O programa envolve 40 hospitais privados e públicos e visa promover melhorias na infraestrutura hospitalar e nos processos de trabalho, com a incorporação de equipes multiprofissionais, capacitação dos profissionais para ampliar a segurança na realização do parto normal e a revisão das práticas relacionadas ao atendimento das gestantes e bebês, desde o pré-natal até o pós-parto.

Antes de dar início ao projeto, os hospitais e maternidades participantes apresentavam uma taxa média de partos normais de apenas 22%. Passados 12 meses, o grupo registrou um aumento de nove pontos percentuais na taxa de partos normais, que passou a ser de 31%, em média, sendo que 21 deles já atingiram taxas de partos normais de pelo menos 40%. 

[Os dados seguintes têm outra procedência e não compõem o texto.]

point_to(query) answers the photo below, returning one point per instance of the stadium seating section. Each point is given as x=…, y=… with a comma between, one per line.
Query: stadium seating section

Seis hospitais do projeto também conseguiram diminuir as internações em UTI neonatal, com reduções que variaram de 29% a 67%. Conforme ressalta a ANS, além de trazer riscos para o bebê, a internação em UTI neonatal eleva os custos hospitalares.

Também participam do projeto 32 operadoras de planos de saúde, que apoiam a iniciativa de três formas: orientando beneficiárias que desejam realizar o parto normal; com a criação de uma página em seus sites chamada Espaço Parto Adequado; e com a avaliação de viabilidade financeira dos modelos a serem implementados nos hospitais apoiados para a elevação da taxa de partos normais.